Wernigerode l Wie geht es weiter auf dem Lindenberg in Wernigerode? Nach Volksstimme-Informationen könnten auf dem früheren Hotelgelände Wohnhäuser entstehen. Darin könnten Eigentumswohnungen eingerichtet werden, eine Vermietung wäre aber ebenfalls denkbar, heißt es. Eine endgültige Entscheidung, ob die Hannoveraner Investoren das Projekt tatsächlich verwirklichen, sei noch nicht gefallen. Zunächst müssten die Planungen vorangetrieben werden.

Die Investoren, die Gräfin von Waldersee GmbH, hüllen sich derweil in Schweigen. "Kein Kommentar", sagte Guido Skarabis auf Volksstimme-Nachfrage. In vier bis sechs Wochen könnten jedoch Neuigkeiten verkündet werden. Der Wernigeröder Volker Griese, der die Investoren bisher als Berater vertreten hat, gibt ebenfalls keine Auskunft zu dem Projekt.

Nach Protesten von Anwohnern hatten die Investoren ihr Projekt für einen modernen Hotelkomplex vor einem Monat zurückgezogen (Volksstimme berichtete). Ursprünglich wurde eine fünfgeschossige Anlage mit Wellnessbereich, Schwimmbad und Tiefgarage geplant.

Bisher deutet alles darauf hin, dass die Investoren an dem Standort festhalten. Das Hotelgelände auf dem Lindenberg gehört ihnen zwar noch nicht, doch die entsprechenden Verträge seien abgeschlossen, sagte Eigentümer Manfred Deunert auf Volksstimme-Nachfrage. Der Eintrag ins Grundbuch stehe noch aus, Geld sei noch nicht geflossen.

In der Wernigeröder Stadtverwaltung ist man nach dem Aus für das Gesundheitshotel auf das Nachfolgeprojekt gespannt. "Wir warten auf einen erneuten Entwurf des Bebauungsplanes", sagt Hans-Dieter Nadler, Chef des Stadtplanungsamtes. Dann würde das Planungs- und Genehmigungsprozedere von vorn beginnen - inklusive Beratung in den Ausschüssen und im Stadtrat, anschließender Offenlegung der Unterlagen und Beteiligung der Träger öffentlicher Belange.

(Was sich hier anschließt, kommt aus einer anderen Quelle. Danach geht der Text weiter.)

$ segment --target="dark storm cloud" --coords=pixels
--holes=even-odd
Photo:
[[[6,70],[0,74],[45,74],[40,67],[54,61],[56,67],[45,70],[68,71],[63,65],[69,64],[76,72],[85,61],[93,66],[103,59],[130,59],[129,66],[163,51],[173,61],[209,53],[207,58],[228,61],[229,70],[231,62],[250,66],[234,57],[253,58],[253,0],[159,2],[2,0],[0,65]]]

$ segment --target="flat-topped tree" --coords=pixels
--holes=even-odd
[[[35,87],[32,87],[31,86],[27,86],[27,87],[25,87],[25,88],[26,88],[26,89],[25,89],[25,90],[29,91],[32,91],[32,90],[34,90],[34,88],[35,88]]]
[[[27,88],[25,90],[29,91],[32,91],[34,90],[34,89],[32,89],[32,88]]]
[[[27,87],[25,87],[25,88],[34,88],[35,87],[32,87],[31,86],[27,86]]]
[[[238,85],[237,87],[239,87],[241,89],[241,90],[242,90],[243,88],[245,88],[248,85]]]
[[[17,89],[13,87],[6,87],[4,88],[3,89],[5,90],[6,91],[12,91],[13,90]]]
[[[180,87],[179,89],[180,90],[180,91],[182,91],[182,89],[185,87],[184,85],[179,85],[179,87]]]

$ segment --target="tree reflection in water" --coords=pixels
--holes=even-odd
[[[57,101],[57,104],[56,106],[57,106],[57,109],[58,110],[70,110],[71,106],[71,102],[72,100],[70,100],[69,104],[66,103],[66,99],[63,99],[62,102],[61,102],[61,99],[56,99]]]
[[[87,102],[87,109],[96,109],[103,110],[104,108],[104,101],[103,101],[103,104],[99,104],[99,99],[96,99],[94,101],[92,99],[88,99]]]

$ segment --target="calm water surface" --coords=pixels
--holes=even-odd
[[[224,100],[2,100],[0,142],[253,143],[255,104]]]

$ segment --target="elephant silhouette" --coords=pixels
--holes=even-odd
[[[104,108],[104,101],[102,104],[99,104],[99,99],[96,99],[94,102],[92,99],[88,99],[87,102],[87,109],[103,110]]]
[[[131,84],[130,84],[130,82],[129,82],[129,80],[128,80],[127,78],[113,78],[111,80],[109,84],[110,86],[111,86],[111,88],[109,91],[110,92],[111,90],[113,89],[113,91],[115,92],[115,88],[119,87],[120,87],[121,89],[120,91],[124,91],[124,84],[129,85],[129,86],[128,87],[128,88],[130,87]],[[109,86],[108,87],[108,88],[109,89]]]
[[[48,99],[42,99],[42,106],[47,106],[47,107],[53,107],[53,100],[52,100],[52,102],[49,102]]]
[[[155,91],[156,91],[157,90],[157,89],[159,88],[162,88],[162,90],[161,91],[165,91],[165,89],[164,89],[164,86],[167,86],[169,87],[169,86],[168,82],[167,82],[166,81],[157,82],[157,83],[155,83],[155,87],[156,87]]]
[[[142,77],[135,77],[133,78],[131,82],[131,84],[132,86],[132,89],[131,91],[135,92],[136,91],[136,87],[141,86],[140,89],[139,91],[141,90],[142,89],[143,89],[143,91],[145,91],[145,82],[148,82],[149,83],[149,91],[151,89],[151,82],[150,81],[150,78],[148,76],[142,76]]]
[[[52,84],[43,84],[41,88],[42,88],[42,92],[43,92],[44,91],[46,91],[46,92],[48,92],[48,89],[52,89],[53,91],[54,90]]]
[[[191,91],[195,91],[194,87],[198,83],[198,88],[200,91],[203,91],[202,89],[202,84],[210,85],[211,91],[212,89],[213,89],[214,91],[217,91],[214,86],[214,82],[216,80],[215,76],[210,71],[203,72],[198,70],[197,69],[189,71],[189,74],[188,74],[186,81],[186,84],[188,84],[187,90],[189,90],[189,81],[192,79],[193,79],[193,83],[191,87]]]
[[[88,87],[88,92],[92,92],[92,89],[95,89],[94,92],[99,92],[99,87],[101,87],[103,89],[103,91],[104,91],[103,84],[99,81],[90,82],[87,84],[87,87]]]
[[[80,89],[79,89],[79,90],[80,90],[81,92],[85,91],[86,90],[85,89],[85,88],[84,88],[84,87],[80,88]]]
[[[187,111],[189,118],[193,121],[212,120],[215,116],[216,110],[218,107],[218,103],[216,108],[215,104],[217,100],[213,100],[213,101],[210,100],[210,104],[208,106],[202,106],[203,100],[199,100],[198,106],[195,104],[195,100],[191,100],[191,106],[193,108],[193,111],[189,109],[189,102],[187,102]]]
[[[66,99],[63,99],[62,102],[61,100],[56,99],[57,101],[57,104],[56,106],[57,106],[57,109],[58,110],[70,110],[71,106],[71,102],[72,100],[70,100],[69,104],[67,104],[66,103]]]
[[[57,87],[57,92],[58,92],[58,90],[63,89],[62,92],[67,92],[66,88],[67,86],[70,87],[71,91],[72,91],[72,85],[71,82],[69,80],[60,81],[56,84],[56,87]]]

Gegen eine Wohnbebauung würde sich voraussichtlich kein Widerstand in der Bevölkerung regen - solange sie die Dimensionen der geplanten Hotelanlage mit fünf Etagen plus Tiefgarage weit unterschreitet. Die Höhe der Wohngebäude würde nach Volksstimme-Informationen höchstens drei Geschosse betragen. "Uns ging es vor allem um die Größe", sagt Michael König. Der Wernigeröder hatte 500 Unterschriften gegen den Bau des Gesundheitshotels gesammelt. Er wäre nicht gegen ein kleineres Hotel, so König, der Lindenberg sei jedoch eine Wohngegend. "Am schönsten wäre es, wenn Einfamilienhäuser entstehen würden."

Das Hotel "Lindenberg" erlebte seine Glanzzeit in den 1920er-Jahren, zahlreiche Prominente stiegen in der damaligen Nobelherberge ab. Nach dem Zweiten Weltkrieg wurde in dem Gebäude das FDGB-Ferienheim "Roter Stern" eingerichtet. Seit der Wende steht es leer und verfällt zusehends.